Saturday, March 14, 2009

Eastwood's Grand Torino: Bigotry Gone Right

Clint Eastwood’s Gran Torino is a film that further establishes Eastwood as one of the greatest Hollywood directors addressing issues of morality and ethics through the medium of film. Million Dollar Baby addressed euthanasia, and Unforgiven and Mystic River dealt with revenge in masterful ways that place the characters in the crucible of moral and ethical situations where right and wrong become obscure and the decisions characters make are never guided by black and white morality.

In Gran Torino, Eastwood takes on the issue of bigotry. The main character, Walt Kowalski, is a fair man in that his hateful prejudice and racial slurs are directed at all people of a different race, color, creed, or ethnicity equally. Throughout the film, the racial slurs flow from Walt to his neighbors, strangers on the street, and even his “so called” friends: a barber and construction worker.

What the movie intelligently avoids is a cliché transformation of Walt’s bigotry to an understanding and loving man. While a story about total transformation may be inspirational for a few moments after the credits role, its thematic significance is undermined by the fantastical notion that one could change such deep rooted hate that has grown and festered for 50 years in a matter of a few days, weeks, or even months.

Another film that deals honestly with this long, hard transformation is American History X. Here, the hate and bigotry of the main character is only transformed inside the walls of prison. While locked up, a young man’s prejudice and stereotypes are challenged and slowly broken down as he is forced to work with, eat with, and eventually understand a black man: a member of the race he has been taught to despise.

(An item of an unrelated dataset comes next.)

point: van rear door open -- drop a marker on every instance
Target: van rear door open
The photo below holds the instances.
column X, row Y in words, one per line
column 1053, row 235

For Walt, his understanding and eventual acceptance of another group of people comes through interaction with two other characters: his Hmong neighbors, Thao and Sue. Interestingly, Thao and Sue’s actions, though antithetical, help to draw Walt out of his solitary state in the neighborhood. What is keen about the screenplay writing and Eastwood’s acting is that while Walt Kowalski’s mean spirit and dislike for Thao and Sue diminishes, his derogatory slurs toward them and their family do not. Walt may accept Sue’s invitation to come and eat with her family, but he still has the audacity to call her family “fish heads” as he stands uncomfortably in the middle of their living room.

Sue’s kindness towards Walt and her refusal to be offended by his “mean as hell” demeanor represent the ideal. Sue has courage to befriend Walt as she sees the island that he has placed himself on, and the isolated nature of his life. Sue’s tolerance is really a model of how one can bridge racial, cultural, and generational gaps.

Thao, on the other hand becomes the character Walt chooses to invest in. As we see Walt teaching Thao “how to be a man” through work, action, language, and love, a central theme of the movie is developed. Walt is a mean, cruel, and bigoted man; however, he has something of value inside of him. His mentoring of Thao, though imperfect, illustrates he has something positive to give to the world. He tries to give this knowledge to Thao; his instruction is done in his own, often racially offensive way, but ironically, both Thao and Walt benefit from it.

In many ways, Walt reminds me of Miss Dubose from Harper Lee’s To Kill a Mockingbird. Like Walt, she is cruel to kids and adults alike, and full of racial hatred, but inside of her is a courage Atticus wants his kids to see. To him, that gives her value, and he wants Scout and Jem to interact with her in order observe what real courage is.

The most significant theme of the film is the message about life and death. Gran Torino begins and ends with a funeral in the same church, with the same family, with the same priest officiating. Between those deaths, we see the message of life. In the midst of the film, the same priest who officiates the funerals tells Walt: “sounds like you know more about death than life.” after Walt shares some of his stories from the Korean War. The Hmong priest echoes the Catholic priest as he tells Walt how he sees him: an empty, mean, and unhappy man. The lesson: value in life comes from relationships. Walt has none. His wife is dead, he cannot relate in any way to his two sons (they avoid even talking to him on the phone), his grandchildren have no interest in knowing him, and he is surrounded by neighbors of another culture he has chosen to hate. His life is bereft. However, there is hope. A hope found in pouring himself into Thao. This pouring of his life, like the man himself is imperfect, but nonetheless Walt allows his life to benefit another.